要注意:「呼んでもつかまらない」状況とは
業者数・アプリが充実している沖縄でも、「呼んだのに来ない」「1時間以上待った」という状況は起きます。以下のケースには特に注意が必要です。
深夜の繁忙時間帯(特に金・土曜の23時〜翌2時)
那覇・国際通り周辺の飲食店の閉店時間帯に需要が一斉に集中します。AirCLE運営によれば週末ピーク時には60分以上待ちになることもあるとのこと。アプリを使っても配車できないケースが生じます。
北部エリア(名護以北)
AirCLEは名護より北の北部(国頭村・大宜味村・本部町・今帰仁村など)には対応していません。DiDiも北部一部(恩納・宜野座・金武)までで、それより北は対象外です。北部で飲む場合は従来の電話代行頼みとなりますが、業者の拠点が少なく長距離割増・対応拒否のケースも報告されています。
離島(宮古島・石垣島・久米島など)
本島と異なり、離島には運転代行業者が少数しかいません。宮古島・石垣島でも観光需要の増加に供給が追いついておらず、深夜帯のつかまりにくさは知られています。久米島などの小さな島になるとさらに困難で、業者が実質ゼロの離島もあります。
「電話代行」業者の繁忙期対応
スマートフォンアプリに対応していない従来の電話代行業者(個人・小規模)は、繁忙期に「電話がつながらない」「一杯でお断り」が常態化していることが多く、特にアプリを使い慣れていない方が深夜に電話をかけて断られ続けるというケースが起きています。
旅行者が運転代行を使うときのポイント
アプリを事前にインストールしておく
現地に着いてから慌ててアプリをダウンロードするより、旅行前にDiDiまたはAirCLEをインストールして支払い方法を登録しておくことをおすすめします。深夜の繁忙帯でもアプリ配車のほうが電話よりスムーズです。
閉店時間前に呼ぶ
23時を過ぎると急激に混雑します。22時〜22時30分頃に余裕をもって配車リクエストを出すか、翌日のことを考えてお酒を切り上げるタイミングを決めておきましょう。
北部・離島では宿泊を前提に計画する
恩納村より北のエリアや離島で飲む場合、「代行で帰れる」という前提で計画を立てるのは危険です。現地に泊まる・代行が来る場所まで移動するなど、代替手段をあらかじめ考えておくことが安全です。
レンタカー利用時の注意
運転代行を使う際は、できればレンタカー会社に事前に伝えておくと翌日の返却がスムーズです。また、夜間の利用を予定する場合は、レンタカー営業所の営業時間内に返却できるよう計画を立てましょう。
まとめ:「飲む前に計画」が沖縄旅行のルール
沖縄の運転代行は、全国最多の業者数を誇りながらも、コロナ禍の打撃から完全には回復していません。アプリの登場で利便性は大きく向上しましたが、深夜の繁忙帯・北部エリア・離島では「いざ呼ぼうとしてもつかまらない」という状況は今も起きています。
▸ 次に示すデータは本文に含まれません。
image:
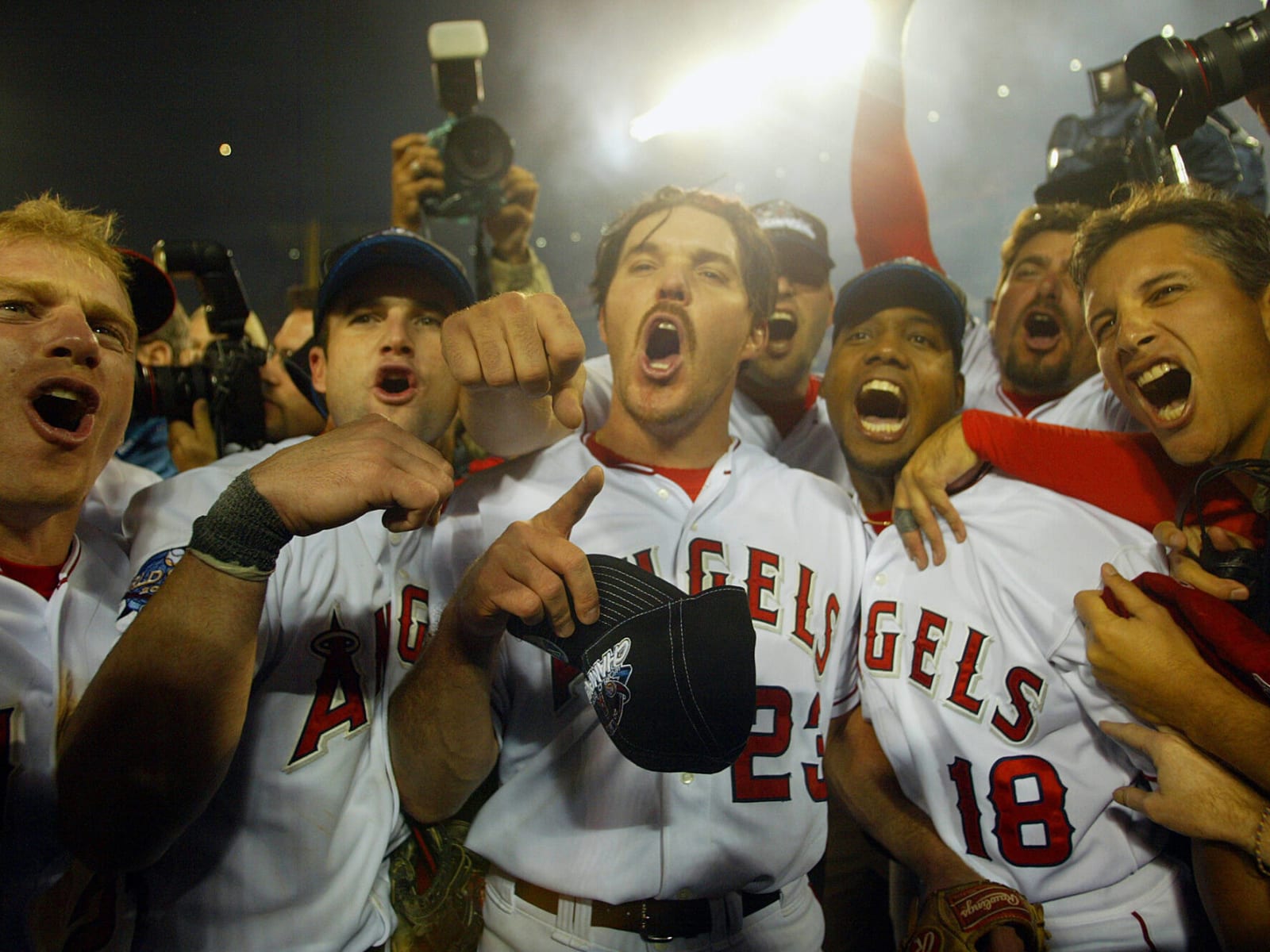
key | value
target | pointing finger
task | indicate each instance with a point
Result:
(568, 509)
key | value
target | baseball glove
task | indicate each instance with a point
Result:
(956, 918)
(437, 890)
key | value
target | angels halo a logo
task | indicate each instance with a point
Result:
(607, 685)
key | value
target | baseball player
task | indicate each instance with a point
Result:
(1033, 357)
(976, 683)
(588, 850)
(69, 340)
(776, 403)
(235, 744)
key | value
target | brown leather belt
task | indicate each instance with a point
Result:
(654, 919)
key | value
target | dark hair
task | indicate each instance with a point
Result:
(1222, 228)
(757, 259)
(1032, 221)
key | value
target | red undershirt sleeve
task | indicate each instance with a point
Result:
(1126, 474)
(887, 197)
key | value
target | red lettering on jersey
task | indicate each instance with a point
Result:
(832, 609)
(413, 631)
(930, 630)
(760, 582)
(338, 674)
(803, 606)
(967, 670)
(749, 786)
(698, 550)
(816, 785)
(880, 645)
(6, 766)
(1016, 682)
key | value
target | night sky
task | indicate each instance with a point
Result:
(124, 106)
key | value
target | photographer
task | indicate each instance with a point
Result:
(289, 409)
(418, 171)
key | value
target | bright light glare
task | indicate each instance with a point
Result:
(810, 50)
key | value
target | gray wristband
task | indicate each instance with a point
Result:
(241, 533)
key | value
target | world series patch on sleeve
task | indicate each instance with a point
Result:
(956, 918)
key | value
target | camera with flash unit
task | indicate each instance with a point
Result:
(229, 374)
(1191, 78)
(475, 149)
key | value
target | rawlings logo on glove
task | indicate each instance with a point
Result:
(956, 918)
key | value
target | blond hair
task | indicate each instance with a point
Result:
(46, 219)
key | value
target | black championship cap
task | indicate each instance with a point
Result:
(671, 676)
(150, 290)
(903, 282)
(393, 247)
(785, 224)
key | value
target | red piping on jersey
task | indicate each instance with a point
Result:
(813, 391)
(689, 480)
(41, 579)
(1024, 403)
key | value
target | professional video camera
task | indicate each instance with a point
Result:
(1191, 78)
(475, 149)
(229, 374)
(1091, 158)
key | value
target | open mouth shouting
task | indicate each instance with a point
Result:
(64, 410)
(1166, 389)
(1041, 330)
(882, 409)
(395, 384)
(781, 328)
(664, 346)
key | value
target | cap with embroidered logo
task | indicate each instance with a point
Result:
(671, 676)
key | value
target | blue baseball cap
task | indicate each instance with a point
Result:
(903, 282)
(393, 247)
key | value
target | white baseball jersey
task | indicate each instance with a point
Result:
(976, 681)
(110, 497)
(291, 850)
(1090, 405)
(810, 446)
(48, 653)
(573, 814)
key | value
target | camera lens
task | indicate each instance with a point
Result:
(168, 391)
(1193, 78)
(478, 152)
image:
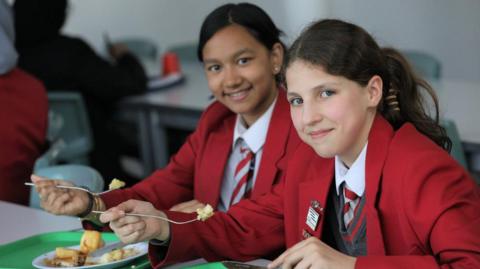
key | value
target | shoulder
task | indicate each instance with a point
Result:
(415, 162)
(408, 143)
(215, 116)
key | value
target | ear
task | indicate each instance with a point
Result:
(276, 58)
(375, 92)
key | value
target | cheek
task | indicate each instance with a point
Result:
(214, 84)
(296, 116)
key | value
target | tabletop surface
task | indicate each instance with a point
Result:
(18, 222)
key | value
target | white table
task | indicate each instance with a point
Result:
(18, 222)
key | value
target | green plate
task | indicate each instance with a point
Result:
(20, 254)
(212, 265)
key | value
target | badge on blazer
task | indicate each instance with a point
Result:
(313, 214)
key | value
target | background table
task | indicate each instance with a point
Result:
(180, 106)
(18, 222)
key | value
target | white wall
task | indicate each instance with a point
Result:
(450, 30)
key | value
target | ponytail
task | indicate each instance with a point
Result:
(403, 101)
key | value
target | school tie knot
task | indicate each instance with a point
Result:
(243, 175)
(351, 201)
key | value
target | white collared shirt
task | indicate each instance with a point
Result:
(255, 137)
(353, 177)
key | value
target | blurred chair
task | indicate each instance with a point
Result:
(457, 151)
(69, 130)
(426, 65)
(186, 52)
(143, 48)
(80, 175)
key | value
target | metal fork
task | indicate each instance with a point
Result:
(73, 188)
(152, 216)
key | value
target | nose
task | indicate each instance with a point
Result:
(232, 78)
(311, 113)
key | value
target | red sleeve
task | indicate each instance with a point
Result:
(442, 205)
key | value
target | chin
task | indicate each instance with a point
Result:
(324, 153)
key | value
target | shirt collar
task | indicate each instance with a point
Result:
(355, 176)
(254, 136)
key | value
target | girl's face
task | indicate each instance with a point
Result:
(331, 113)
(241, 71)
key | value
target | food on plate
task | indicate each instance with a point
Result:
(205, 212)
(91, 241)
(116, 184)
(65, 257)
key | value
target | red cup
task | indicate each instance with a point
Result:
(171, 65)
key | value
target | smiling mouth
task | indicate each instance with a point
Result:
(238, 95)
(319, 133)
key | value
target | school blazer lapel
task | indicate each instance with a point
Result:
(314, 189)
(377, 150)
(274, 147)
(217, 150)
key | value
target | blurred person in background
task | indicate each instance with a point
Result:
(67, 63)
(23, 113)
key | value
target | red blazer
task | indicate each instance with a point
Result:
(422, 209)
(196, 171)
(23, 115)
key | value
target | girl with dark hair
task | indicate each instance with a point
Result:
(372, 187)
(243, 139)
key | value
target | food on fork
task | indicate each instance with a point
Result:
(117, 254)
(205, 212)
(116, 184)
(91, 241)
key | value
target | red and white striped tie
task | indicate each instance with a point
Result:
(243, 172)
(350, 205)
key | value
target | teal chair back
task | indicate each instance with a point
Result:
(457, 149)
(142, 48)
(424, 64)
(70, 125)
(186, 52)
(80, 175)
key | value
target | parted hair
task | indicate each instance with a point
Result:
(347, 50)
(254, 19)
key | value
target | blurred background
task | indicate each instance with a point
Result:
(448, 30)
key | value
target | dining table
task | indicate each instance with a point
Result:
(19, 222)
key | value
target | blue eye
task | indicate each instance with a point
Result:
(327, 93)
(295, 101)
(213, 68)
(243, 61)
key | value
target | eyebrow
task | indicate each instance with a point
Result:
(235, 55)
(318, 87)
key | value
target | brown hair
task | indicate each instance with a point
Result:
(344, 49)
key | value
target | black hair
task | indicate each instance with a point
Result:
(38, 20)
(254, 19)
(347, 50)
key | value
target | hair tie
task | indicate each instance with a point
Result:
(392, 101)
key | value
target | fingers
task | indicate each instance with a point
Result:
(111, 215)
(285, 259)
(129, 229)
(187, 207)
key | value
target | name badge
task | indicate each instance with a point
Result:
(312, 218)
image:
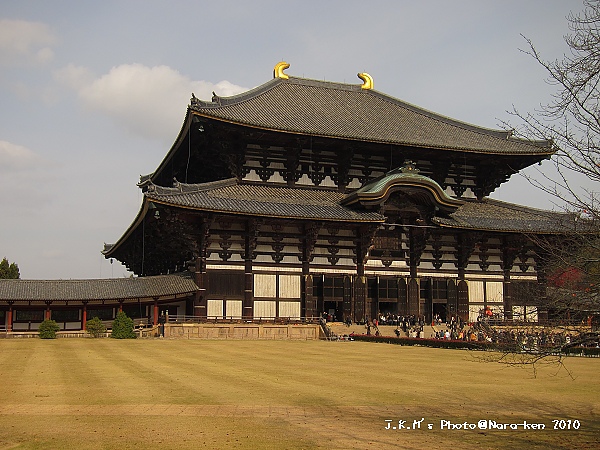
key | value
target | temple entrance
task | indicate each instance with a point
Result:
(334, 310)
(434, 297)
(440, 310)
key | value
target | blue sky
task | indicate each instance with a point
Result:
(94, 93)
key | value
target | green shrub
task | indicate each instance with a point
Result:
(95, 327)
(122, 327)
(48, 329)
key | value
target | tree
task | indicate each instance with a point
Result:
(571, 119)
(48, 329)
(122, 327)
(95, 327)
(8, 271)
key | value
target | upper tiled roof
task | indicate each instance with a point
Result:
(320, 108)
(175, 285)
(494, 215)
(228, 196)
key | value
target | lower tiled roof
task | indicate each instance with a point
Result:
(176, 285)
(227, 196)
(494, 215)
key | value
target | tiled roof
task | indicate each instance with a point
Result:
(228, 196)
(161, 286)
(494, 215)
(320, 108)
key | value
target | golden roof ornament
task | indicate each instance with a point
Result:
(278, 70)
(367, 79)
沖縄の飲酒運転検挙件数は2024年に増加しており(全国4年連続ワースト)、代行業者の多さが自動的に問題を解決するわけではないことを数字が示しています。
旅行者にとって大切なのは「飲んだら代行」という意識だけでなく、「いつ・どこで飲むか」を移動手段と一緒に計画するという視点です。アプリを事前に準備し、北部・離島ではそもそも代行に頼らない選択肢を考える——これが沖縄旅行を安全に楽しむためのコツです。